Data preprocessing is a data mining technique which is used to transform the raw data in a useful and efficient format.

Steps Involved in Data Preprocessing:-

       1. Data Cleaning:

        2. Data Transformation:

        3. Data Reduction:

Importance of Data Preprocessing :


A couple goes into a medical clinic for a pregnancy test — both the man and lady need to experience the test. When the pregnancy results return, they propose that the man is pregnant. Truly odd, isn't that so?

Presently attempt to relate this to an AI issue — classification. We have 1000+ couples' pregnancy test data, and for 60% of the information, we know who's pregnant. For the staying 40% we have to anticipate the outcomes based on recently recorded tests. Suppose, out of these 60%, 1% proposes that the man is pregnant.

While building an AI model, on the off chance that we haven't done any pre-preparing like correcting outliers, dealing with missing values , normalization and scaling of data , we may wind up considering those 1% of outcomes that are false.

An AI model or machine learning model is just some code; a data scientist make it smart with some pre recorded data and training with those data. so if we give the garbage value or false value then in return we get the false prediction.the model will give false or wrong predictions for the people (40%) whose results are unknown.

 

There are common or standard tasks that you may use or explore during the data preparation step in a machine learning project. These tasks include: 

 

·        Data Cleaning: Identifying and correcting mistakes or errors in the data. 

·        Feature Selection: Identifying those input variables that are most relevant to the task. 

·        Data Transforms: Changing the scale or distribution of variables. 

·        Feature Engineering: Deriving new variables from available data. 

·        Dimensionality Reduction: Creating compact projections of the data


Fill Missing Values With Imputation:

 

Real-time data often has missing values.There are many reasons of having  missing values in a data, such as observations that were not recorded and data corruption. Many machine learning algorithms do not support data with missing values so handling missing data is very important.

 

Filling missing values with data is called data imputation and one of the popular approach for data imputation is to calculate a statistical value for each attribute (such as a mean, median) and replace all missing values for that column with the statistics.

 

Dataset : The horse colic dataset

Url : https://raw.githubusercontent.com/jbrownlee/Datasets/master/horse-colic.csv

The horse colic dataset describes medical characteristics of horses with colic and whether they lived or died. 

The Dataset contains  missing values marked with a question mark ‘?’. We load the dataset with the read csv() function and ensure that question mark values are marked as NaN. Once loaded, we  uses the function of sklearn  SimpleImputer class to transform all missing values marked with a NaN value with the mean of the column.





Scaling Data With Normalization

Different machine learning algorithms performance increases  when numerical input variables are scaled to a standard range. Among many  different algorithms sch as linear regression that use a weighted sum of the input, gives better performance with scaled data and algorithms that use distance measures, like k-nearest neighbors. 

 

One of the best techniques for scaling numerical data prior to modeling is normalization. Normalization scales each input variable separately to the range 0-1, which is the range for floating-point values which has the  most precision. With the help of normalization we can able to accurately estimate the minimum and maximum observable values for each variable. You can normalize your dataset using the scikit-learn object MinMaxScaler. The example below defines a synthetic classification dataset, then uses the MinMaxScaler to normalize the input variables. 




One Hot Encoding

Machine learning models require  input and output attributes in the numeric form. This means that if the data has categorical data, we must encode it in numerical form before we can fit and evaluate a model. One of the best techniques for transforming categorical variables into numerical form is the one hot encoding. Categorical data are variables that contain label values rather than numeric values.

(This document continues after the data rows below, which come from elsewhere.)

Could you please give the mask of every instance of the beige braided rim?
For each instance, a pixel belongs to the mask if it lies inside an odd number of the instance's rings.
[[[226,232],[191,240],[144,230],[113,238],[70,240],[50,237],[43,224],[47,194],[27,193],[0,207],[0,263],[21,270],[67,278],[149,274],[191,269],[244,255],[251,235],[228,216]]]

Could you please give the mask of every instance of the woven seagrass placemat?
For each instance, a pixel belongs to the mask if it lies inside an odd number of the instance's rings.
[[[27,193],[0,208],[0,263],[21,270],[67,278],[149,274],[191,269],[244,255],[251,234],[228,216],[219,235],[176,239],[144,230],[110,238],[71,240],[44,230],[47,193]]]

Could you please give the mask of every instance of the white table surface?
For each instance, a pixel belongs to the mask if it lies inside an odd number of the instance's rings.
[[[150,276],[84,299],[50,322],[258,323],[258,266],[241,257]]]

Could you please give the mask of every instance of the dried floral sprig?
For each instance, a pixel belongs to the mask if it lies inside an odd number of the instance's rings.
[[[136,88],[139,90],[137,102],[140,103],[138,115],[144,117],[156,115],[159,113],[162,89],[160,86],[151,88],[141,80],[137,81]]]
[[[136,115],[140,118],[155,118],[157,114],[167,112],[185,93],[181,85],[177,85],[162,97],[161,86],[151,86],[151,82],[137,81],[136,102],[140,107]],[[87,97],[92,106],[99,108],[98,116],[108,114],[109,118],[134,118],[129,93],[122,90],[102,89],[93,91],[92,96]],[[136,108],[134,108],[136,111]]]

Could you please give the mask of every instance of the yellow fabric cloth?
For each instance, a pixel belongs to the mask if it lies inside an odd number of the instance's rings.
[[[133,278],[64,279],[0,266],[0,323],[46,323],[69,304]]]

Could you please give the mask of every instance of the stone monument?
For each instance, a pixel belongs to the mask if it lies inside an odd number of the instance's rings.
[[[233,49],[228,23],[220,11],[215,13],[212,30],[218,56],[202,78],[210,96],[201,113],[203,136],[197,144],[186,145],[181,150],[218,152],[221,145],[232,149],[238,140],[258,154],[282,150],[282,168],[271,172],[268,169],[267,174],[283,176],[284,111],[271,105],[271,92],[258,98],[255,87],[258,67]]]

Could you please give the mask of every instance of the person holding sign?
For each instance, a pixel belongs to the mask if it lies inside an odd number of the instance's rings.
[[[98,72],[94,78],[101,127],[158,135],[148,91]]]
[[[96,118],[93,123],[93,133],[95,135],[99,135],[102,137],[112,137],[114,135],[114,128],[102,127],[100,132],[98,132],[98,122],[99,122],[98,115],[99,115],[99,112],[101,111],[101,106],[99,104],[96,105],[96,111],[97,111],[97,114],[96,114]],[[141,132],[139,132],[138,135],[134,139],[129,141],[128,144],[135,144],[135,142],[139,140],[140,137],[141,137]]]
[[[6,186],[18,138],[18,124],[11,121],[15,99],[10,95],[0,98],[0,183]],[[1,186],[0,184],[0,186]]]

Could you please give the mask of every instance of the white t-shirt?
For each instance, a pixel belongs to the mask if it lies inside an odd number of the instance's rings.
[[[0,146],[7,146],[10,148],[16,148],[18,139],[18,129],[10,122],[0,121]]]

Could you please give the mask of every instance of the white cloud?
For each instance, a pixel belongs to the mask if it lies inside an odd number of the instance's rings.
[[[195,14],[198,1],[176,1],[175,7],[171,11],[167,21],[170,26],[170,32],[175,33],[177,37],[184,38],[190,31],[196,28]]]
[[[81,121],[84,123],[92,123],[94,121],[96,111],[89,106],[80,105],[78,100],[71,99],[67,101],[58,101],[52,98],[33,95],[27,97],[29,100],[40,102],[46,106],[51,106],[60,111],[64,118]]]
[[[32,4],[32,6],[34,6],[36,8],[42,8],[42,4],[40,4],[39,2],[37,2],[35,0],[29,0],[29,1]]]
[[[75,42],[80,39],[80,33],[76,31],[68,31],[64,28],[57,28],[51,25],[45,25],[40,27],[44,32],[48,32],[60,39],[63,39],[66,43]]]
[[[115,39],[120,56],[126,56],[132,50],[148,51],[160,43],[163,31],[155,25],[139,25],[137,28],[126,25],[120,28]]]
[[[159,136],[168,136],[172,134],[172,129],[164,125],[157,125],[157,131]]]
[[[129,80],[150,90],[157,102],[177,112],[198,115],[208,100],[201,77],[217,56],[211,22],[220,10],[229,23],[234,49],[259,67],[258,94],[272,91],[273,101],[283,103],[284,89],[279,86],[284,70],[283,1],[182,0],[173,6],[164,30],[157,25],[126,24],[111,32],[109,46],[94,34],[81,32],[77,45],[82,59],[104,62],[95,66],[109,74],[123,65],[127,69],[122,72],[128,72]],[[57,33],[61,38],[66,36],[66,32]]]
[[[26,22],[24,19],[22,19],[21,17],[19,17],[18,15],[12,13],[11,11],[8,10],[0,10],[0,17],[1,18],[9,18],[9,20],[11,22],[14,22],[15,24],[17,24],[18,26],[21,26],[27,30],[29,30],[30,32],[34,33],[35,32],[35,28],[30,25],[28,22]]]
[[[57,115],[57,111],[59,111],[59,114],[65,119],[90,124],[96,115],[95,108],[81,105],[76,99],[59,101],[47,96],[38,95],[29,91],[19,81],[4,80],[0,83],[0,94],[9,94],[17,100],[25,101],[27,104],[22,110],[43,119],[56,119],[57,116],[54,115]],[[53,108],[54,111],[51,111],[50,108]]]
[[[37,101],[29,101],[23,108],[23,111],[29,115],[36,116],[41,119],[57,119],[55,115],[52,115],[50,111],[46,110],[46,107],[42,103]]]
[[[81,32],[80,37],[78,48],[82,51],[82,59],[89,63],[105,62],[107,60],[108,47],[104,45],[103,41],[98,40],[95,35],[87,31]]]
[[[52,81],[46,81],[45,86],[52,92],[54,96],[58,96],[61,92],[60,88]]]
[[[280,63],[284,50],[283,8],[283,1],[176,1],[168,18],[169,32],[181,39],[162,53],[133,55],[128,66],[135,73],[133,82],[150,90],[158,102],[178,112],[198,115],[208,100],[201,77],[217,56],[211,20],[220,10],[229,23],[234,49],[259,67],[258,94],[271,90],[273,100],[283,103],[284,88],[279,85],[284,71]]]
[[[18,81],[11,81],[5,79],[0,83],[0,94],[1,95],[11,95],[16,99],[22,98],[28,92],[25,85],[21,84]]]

Each label for a categorical variable can be mapped to a unique number(integer), called an ordinal encoding. Then, a one hot encoding can be applied to the ordinal representation.

This is where one new binary variable is added to the dataset for each unique integer value in the variable, and the original categorical variable is removed from the dataset. For example, imagine we have a color variable with three categories (red, green, and blue). In this case, three binary variables are needed. A “1” value is placed in the binary variable for the color and “0” values for the other colors.

This one hot encoding transform is available in the scikit-learn Python machine learning library via the OneHotEncoder class. The breast cancer dataset contains only categorical input variables. The example below loads the dataset and one hot encodes each of the categorical input variables.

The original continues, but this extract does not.